In wenigen Tagen beginnt in Kuba die Zuckerrohrernte für die Saison 2014/15, auch  „Zafra“ genannt. Derzeit laufen die letzten Vorbereitungen in den Mühlen des Landes, um die ehrgeizigen Ziele erfüllen zu können. Im kommenden Jahr plant Kuba zwei Millionen Tonnen Rohzucker zu produzieren, eine Steigerung von 23 Prozent gegenüber der letzten Saison. Experten der staatlichen Zuckerholding AZCUBA erklärten jüngst in der Parteizeitung Granma die Ziele für die kommende Ernte.

Um das maue Ergebnis dieses Jahres zu übertreffen, wurden umfangreiche Investitionen in Wartung und Erneuerung der Zuckermühlen vorgenommen, von denen 44 noch in den kommenden Wochen ihren Betrieb aufnehmen werden. Bis Januar sollen acht weitere folgen.
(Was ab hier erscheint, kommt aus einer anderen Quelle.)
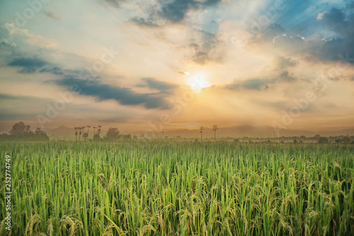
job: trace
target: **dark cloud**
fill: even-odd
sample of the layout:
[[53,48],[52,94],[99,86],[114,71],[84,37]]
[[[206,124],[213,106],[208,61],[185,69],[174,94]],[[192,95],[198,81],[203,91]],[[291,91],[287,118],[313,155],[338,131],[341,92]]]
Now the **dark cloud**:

Zu den wichtigsten Investitionen zählt der Import von 200 modernen Zuckererntern aus Brasilien, die im Unterschied zu den vorherrschenden sowjetischen KTP-Modellen im 24 Stunden-Betrieb eingesetzt werden können.

Mehr Düngemittel für bessere Qualität

Ebenfalls neu ist der umfangreiche Einsatz natürlicher und chemischer Düngemittel, die  durch Flugzeuge auf einer Fläche von 140.000 Hektar verteilt werden, doppelt so groß wie in der vorangegangenen Ernte. Dadurch soll sich der Zuckergehalt im Rohr erhöhen, was der Qualität zu Gute kommt und die Nettoausbeute der Mühlen steigert. In der vergangenen Saison war der Saccharoseanteil bei 10,92 Prozent, weniger als noch im Jahr zuvor. Starke Regenfälle haben die Quantität und Qualität der Ernte stark beeinträchtigt.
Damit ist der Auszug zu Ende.